Again, set another auxiliary function

$$\varpi (x,t)=v(x,t)+\frac{N}{\Gamma (1+p)}(\log t)^{p},$$

and applying the minimum principle (Theorem 3.2), we obtain

$$v(x,t)\geq -\max \{N_{0}, N_{1}\}-2 \frac{N}{\Gamma (1+p)}(\log T)^{p},\quad (x,t)\in \bar{\Omega }\times [1,T].$$
(4.3)

Inequalities (4.2) and (4.3) together complete the proof of the theorem. □

### Theorem 4.2

The solution of problem (1.1) and (3.1)(3.2) depends continuously on the data given. That is, if

$$\Vert \Psi -\bar{\Psi } \Vert _{C(\bar{\Omega }\times [1,T])}\leq \epsilon ,\qquad \Vert a- \bar{a} \Vert _{C^{2}(\bar{\Omega })}\leq \epsilon _{0},\qquad \Vert b- \bar{b} \Vert _{C^{1}(\partial \Omega \times [1,T])}\leq \epsilon _{1},$$

then the estimate

$$\Vert v-\bar{v} \Vert _{C(\bar{\Omega }\times [1,T])}\leq \max \{\epsilon _{0}, \epsilon _{1} \}+2\frac{(\log T)^{p}}{\Gamma (1+p)}\epsilon$$
(4.4)

for the corresponding classical solution$$v(x,t)$$and$$\bar{v}(x,t)$$holds true.

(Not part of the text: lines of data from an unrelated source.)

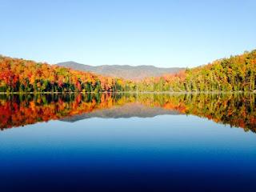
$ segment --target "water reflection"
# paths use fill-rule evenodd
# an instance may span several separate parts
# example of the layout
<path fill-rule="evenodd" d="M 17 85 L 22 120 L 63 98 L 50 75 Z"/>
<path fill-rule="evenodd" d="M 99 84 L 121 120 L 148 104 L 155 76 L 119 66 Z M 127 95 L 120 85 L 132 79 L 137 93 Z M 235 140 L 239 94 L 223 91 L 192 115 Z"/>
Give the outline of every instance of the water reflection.
<path fill-rule="evenodd" d="M 254 94 L 63 94 L 0 95 L 0 128 L 92 117 L 194 114 L 256 131 Z"/>

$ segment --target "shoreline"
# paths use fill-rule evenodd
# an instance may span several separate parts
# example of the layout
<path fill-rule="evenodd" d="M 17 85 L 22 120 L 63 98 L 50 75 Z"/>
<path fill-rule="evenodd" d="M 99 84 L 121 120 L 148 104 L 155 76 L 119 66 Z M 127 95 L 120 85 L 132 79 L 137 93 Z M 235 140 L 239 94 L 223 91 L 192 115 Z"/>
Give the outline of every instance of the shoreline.
<path fill-rule="evenodd" d="M 0 92 L 0 94 L 256 94 L 256 90 L 243 91 L 115 91 L 115 92 Z"/>

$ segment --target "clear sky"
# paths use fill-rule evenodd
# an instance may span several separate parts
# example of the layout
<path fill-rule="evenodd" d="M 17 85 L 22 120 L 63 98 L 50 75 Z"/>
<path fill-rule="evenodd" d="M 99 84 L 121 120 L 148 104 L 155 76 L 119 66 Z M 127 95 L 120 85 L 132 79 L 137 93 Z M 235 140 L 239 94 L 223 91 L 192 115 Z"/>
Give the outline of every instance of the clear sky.
<path fill-rule="evenodd" d="M 0 0 L 0 54 L 195 66 L 256 48 L 256 1 Z"/>

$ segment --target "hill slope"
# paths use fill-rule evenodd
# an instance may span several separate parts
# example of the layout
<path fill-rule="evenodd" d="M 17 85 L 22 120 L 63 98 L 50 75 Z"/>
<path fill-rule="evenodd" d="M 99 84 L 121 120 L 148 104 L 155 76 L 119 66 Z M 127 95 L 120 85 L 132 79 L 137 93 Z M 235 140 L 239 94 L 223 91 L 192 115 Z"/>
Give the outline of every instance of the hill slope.
<path fill-rule="evenodd" d="M 154 66 L 120 66 L 120 65 L 103 65 L 93 66 L 83 65 L 74 62 L 59 62 L 57 64 L 59 66 L 65 66 L 72 70 L 89 71 L 104 76 L 123 78 L 126 79 L 142 79 L 147 77 L 159 77 L 165 74 L 175 74 L 184 68 L 171 67 L 160 68 Z"/>

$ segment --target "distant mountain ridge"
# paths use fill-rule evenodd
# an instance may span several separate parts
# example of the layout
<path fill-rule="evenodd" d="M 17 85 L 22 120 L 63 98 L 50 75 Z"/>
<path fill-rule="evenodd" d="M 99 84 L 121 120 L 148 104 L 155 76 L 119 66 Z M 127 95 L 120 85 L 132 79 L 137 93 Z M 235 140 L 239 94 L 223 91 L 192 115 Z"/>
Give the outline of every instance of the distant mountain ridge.
<path fill-rule="evenodd" d="M 139 80 L 148 77 L 159 77 L 166 74 L 175 74 L 185 68 L 181 67 L 156 67 L 154 66 L 137 66 L 128 65 L 102 65 L 93 66 L 74 62 L 65 62 L 56 64 L 59 66 L 68 67 L 72 70 L 90 71 L 98 74 L 110 77 L 118 77 L 125 79 Z"/>

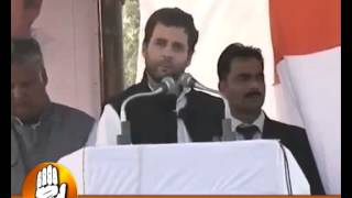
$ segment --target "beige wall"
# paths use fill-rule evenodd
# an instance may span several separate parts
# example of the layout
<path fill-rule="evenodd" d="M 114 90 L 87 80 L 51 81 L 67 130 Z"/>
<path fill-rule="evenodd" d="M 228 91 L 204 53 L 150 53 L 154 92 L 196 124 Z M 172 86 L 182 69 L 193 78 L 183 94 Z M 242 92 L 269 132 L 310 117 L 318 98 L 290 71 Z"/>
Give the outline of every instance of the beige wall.
<path fill-rule="evenodd" d="M 97 0 L 44 0 L 32 34 L 38 40 L 53 101 L 100 114 Z"/>

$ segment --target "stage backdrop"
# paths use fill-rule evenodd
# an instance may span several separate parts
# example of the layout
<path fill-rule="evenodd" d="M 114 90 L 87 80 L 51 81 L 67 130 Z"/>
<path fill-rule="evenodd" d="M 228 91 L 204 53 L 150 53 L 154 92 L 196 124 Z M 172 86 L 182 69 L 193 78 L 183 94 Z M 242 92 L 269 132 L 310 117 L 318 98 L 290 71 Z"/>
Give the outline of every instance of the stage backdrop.
<path fill-rule="evenodd" d="M 233 42 L 265 58 L 265 112 L 306 128 L 328 194 L 341 194 L 341 58 L 339 0 L 141 0 L 140 42 L 147 18 L 163 7 L 194 15 L 199 30 L 187 72 L 218 88 L 217 62 Z M 136 81 L 144 59 L 139 48 Z"/>

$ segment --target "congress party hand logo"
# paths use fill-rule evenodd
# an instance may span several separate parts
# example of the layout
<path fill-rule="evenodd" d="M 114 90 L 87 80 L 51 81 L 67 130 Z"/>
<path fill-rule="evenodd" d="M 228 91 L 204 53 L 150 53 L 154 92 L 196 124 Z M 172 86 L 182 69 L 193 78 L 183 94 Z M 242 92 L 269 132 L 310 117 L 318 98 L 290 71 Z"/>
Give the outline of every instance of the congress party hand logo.
<path fill-rule="evenodd" d="M 35 166 L 22 186 L 23 198 L 77 198 L 76 182 L 70 172 L 57 163 Z"/>
<path fill-rule="evenodd" d="M 48 165 L 36 176 L 35 198 L 65 198 L 66 184 L 59 184 L 57 168 Z"/>

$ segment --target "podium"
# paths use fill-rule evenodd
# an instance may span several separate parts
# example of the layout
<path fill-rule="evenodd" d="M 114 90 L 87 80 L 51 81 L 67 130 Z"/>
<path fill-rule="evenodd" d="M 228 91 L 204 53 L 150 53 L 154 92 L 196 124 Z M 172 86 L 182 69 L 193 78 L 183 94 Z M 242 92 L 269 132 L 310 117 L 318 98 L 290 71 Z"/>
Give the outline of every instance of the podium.
<path fill-rule="evenodd" d="M 309 195 L 275 140 L 84 147 L 58 163 L 79 195 Z"/>

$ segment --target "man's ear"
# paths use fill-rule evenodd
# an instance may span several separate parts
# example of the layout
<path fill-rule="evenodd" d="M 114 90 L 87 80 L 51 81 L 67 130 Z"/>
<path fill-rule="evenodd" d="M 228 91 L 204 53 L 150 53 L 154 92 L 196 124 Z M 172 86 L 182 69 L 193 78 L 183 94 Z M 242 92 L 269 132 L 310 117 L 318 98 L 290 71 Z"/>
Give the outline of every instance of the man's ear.
<path fill-rule="evenodd" d="M 42 68 L 40 72 L 40 79 L 44 84 L 44 86 L 47 85 L 47 75 L 45 68 Z"/>
<path fill-rule="evenodd" d="M 229 87 L 226 80 L 220 80 L 218 84 L 218 88 L 223 96 L 227 96 Z"/>
<path fill-rule="evenodd" d="M 143 55 L 143 57 L 145 57 L 146 48 L 147 48 L 147 44 L 143 43 L 143 45 L 142 45 L 142 55 Z"/>

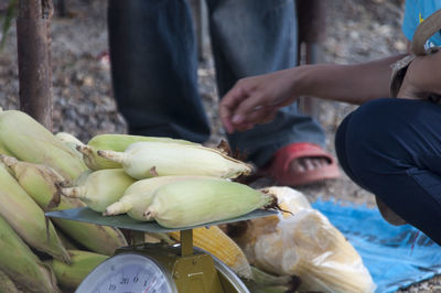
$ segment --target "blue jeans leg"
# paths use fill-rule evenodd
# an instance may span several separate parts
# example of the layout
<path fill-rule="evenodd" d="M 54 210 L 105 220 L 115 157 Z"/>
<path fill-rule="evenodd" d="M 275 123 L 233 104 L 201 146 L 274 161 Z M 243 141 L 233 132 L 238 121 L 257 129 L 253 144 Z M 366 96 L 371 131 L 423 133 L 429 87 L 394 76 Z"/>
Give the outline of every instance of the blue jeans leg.
<path fill-rule="evenodd" d="M 204 142 L 196 45 L 184 0 L 109 0 L 114 95 L 132 134 Z"/>
<path fill-rule="evenodd" d="M 293 0 L 207 0 L 219 96 L 243 77 L 295 65 L 297 14 Z M 258 166 L 293 142 L 324 146 L 322 128 L 297 105 L 279 111 L 267 124 L 228 135 L 233 149 Z"/>
<path fill-rule="evenodd" d="M 378 99 L 337 131 L 342 167 L 362 187 L 441 245 L 441 106 Z"/>

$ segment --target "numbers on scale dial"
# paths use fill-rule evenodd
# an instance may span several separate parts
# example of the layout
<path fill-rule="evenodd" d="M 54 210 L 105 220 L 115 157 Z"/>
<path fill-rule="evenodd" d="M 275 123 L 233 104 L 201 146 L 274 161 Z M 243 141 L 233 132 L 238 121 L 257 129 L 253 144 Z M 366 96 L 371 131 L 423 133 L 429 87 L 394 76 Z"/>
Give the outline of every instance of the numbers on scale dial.
<path fill-rule="evenodd" d="M 172 293 L 173 284 L 152 260 L 144 257 L 120 258 L 121 262 L 104 265 L 99 275 L 90 283 L 96 293 Z M 101 263 L 104 264 L 104 263 Z"/>

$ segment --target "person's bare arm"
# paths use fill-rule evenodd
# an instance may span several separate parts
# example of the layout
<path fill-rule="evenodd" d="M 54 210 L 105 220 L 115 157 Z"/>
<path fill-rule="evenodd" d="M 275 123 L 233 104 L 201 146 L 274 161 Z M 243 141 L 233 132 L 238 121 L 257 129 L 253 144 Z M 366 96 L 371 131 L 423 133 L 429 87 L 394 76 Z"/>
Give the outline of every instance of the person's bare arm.
<path fill-rule="evenodd" d="M 417 57 L 410 63 L 398 97 L 424 99 L 432 93 L 441 96 L 441 52 Z"/>
<path fill-rule="evenodd" d="M 240 79 L 220 101 L 227 130 L 243 131 L 272 120 L 277 110 L 298 97 L 363 104 L 389 96 L 392 56 L 357 65 L 305 65 Z"/>

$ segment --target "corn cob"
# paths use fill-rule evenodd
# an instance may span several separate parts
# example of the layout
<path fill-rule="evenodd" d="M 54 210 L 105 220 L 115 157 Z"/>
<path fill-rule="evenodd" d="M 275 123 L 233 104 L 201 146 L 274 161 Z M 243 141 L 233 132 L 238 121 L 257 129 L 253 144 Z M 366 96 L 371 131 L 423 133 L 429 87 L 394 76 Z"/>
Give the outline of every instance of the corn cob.
<path fill-rule="evenodd" d="M 14 282 L 6 274 L 0 271 L 0 293 L 22 293 Z"/>
<path fill-rule="evenodd" d="M 0 112 L 0 143 L 20 161 L 46 164 L 69 181 L 86 170 L 72 150 L 21 111 Z"/>
<path fill-rule="evenodd" d="M 180 232 L 169 234 L 172 239 L 180 240 Z M 193 229 L 194 246 L 212 253 L 232 268 L 239 276 L 251 279 L 251 268 L 241 249 L 219 227 L 201 227 Z"/>
<path fill-rule="evenodd" d="M 136 220 L 147 220 L 143 214 L 151 204 L 157 188 L 168 183 L 197 177 L 203 178 L 204 176 L 158 176 L 137 181 L 126 189 L 118 202 L 106 207 L 103 215 L 115 216 L 127 213 Z"/>
<path fill-rule="evenodd" d="M 49 208 L 53 194 L 58 193 L 62 185 L 56 172 L 45 165 L 18 162 L 4 156 L 1 159 L 9 164 L 19 184 L 44 211 L 85 206 L 76 198 L 61 197 L 56 207 Z M 52 221 L 75 241 L 98 253 L 110 256 L 115 249 L 127 246 L 123 235 L 112 227 L 58 218 Z"/>
<path fill-rule="evenodd" d="M 80 140 L 67 132 L 58 132 L 55 134 L 55 138 L 69 148 L 78 156 L 78 159 L 83 160 L 83 154 L 77 150 L 78 145 L 84 145 Z"/>
<path fill-rule="evenodd" d="M 235 178 L 252 171 L 250 165 L 202 145 L 137 142 L 130 144 L 125 152 L 100 150 L 98 154 L 121 163 L 126 173 L 137 180 L 155 175 Z"/>
<path fill-rule="evenodd" d="M 55 138 L 64 142 L 71 149 L 76 149 L 77 145 L 84 145 L 84 143 L 80 140 L 78 140 L 77 138 L 67 132 L 57 132 L 55 134 Z"/>
<path fill-rule="evenodd" d="M 46 227 L 43 210 L 12 177 L 3 163 L 0 163 L 0 215 L 30 246 L 69 262 L 71 258 L 54 226 L 47 221 Z"/>
<path fill-rule="evenodd" d="M 83 186 L 62 188 L 62 194 L 79 198 L 89 208 L 101 213 L 117 202 L 132 183 L 135 180 L 122 169 L 99 170 L 88 175 Z"/>
<path fill-rule="evenodd" d="M 180 228 L 238 217 L 273 200 L 271 195 L 240 183 L 185 180 L 159 187 L 144 216 L 163 227 Z"/>
<path fill-rule="evenodd" d="M 293 214 L 298 213 L 304 208 L 311 208 L 310 203 L 306 197 L 288 186 L 269 186 L 259 189 L 262 193 L 269 193 L 277 197 L 277 204 L 281 210 L 283 210 L 280 215 L 271 216 L 271 217 L 290 217 Z M 268 217 L 265 219 L 268 220 Z"/>
<path fill-rule="evenodd" d="M 42 263 L 0 216 L 0 270 L 29 292 L 58 292 L 51 268 Z"/>
<path fill-rule="evenodd" d="M 252 265 L 279 275 L 298 275 L 302 292 L 375 290 L 356 250 L 320 211 L 301 209 L 269 221 L 268 227 L 261 220 L 249 220 L 247 236 L 234 238 Z"/>
<path fill-rule="evenodd" d="M 252 279 L 244 283 L 252 293 L 298 292 L 300 280 L 295 275 L 272 275 L 251 265 Z"/>
<path fill-rule="evenodd" d="M 198 143 L 190 142 L 186 140 L 176 140 L 170 138 L 141 137 L 129 134 L 99 134 L 92 138 L 87 142 L 87 145 L 78 146 L 77 150 L 83 153 L 84 162 L 92 170 L 120 169 L 122 167 L 120 163 L 103 159 L 97 154 L 97 151 L 112 150 L 117 152 L 123 152 L 131 143 L 140 141 L 160 141 L 198 145 Z"/>
<path fill-rule="evenodd" d="M 302 257 L 295 274 L 302 280 L 300 290 L 323 292 L 374 292 L 375 283 L 353 246 L 318 210 L 298 215 L 290 238 L 295 239 Z M 330 269 L 332 268 L 332 269 Z"/>
<path fill-rule="evenodd" d="M 99 263 L 108 259 L 108 256 L 83 250 L 69 250 L 69 253 L 72 256 L 72 264 L 66 264 L 57 260 L 46 262 L 53 269 L 56 280 L 63 287 L 76 289 L 87 274 Z"/>
<path fill-rule="evenodd" d="M 12 155 L 10 151 L 0 141 L 0 154 Z"/>
<path fill-rule="evenodd" d="M 84 171 L 82 174 L 79 174 L 78 177 L 76 177 L 76 180 L 74 181 L 74 183 L 72 184 L 72 186 L 82 186 L 86 183 L 87 177 L 94 173 L 93 170 L 88 169 L 86 171 Z"/>

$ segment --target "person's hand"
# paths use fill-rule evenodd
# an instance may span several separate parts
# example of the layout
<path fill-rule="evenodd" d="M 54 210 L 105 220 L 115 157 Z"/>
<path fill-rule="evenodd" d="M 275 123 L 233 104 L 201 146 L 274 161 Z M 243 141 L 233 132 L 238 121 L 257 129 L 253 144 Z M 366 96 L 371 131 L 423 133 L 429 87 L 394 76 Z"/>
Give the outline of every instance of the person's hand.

The last inequality (4.4) is a simple consequence of norm estimate (4.1). Applying Theorem 4.1 and replacing Ψ, a, and b by $$\Psi -\bar{\Psi }$$, $$a-\bar{a}$$, and $$b-\bar{b}$$ in problem (1.1), (3.1), and (3.2), respectively, one can easily prove Theorem 4.2.

### Theorem 4.3

Assume that$$\Psi (x,t)\leq 0$$, $$C(x,t)\leq 0$$, $$\forall (x,t)\in \bar{ \Omega }\times [1,T]$$, and$$v(x,t)\in W_{*}$$is a solution of IBVP (1.1) and (3.1)(3.2). If$$a(x)\leq 0$$, $$x\in \Omega$$, and$$b(x,t)\leq 0$$, $$(x,t)\in \partial \Omega \times [1,T]$$, then

$$v(x,t)\leq 0, \quad (x,t)\in \bar{\Omega }\times [1,T].$$

### Theorem 4.4

If the inequality is reversed in Theorem 4.3, then the inequality of the conclusion is also reversed.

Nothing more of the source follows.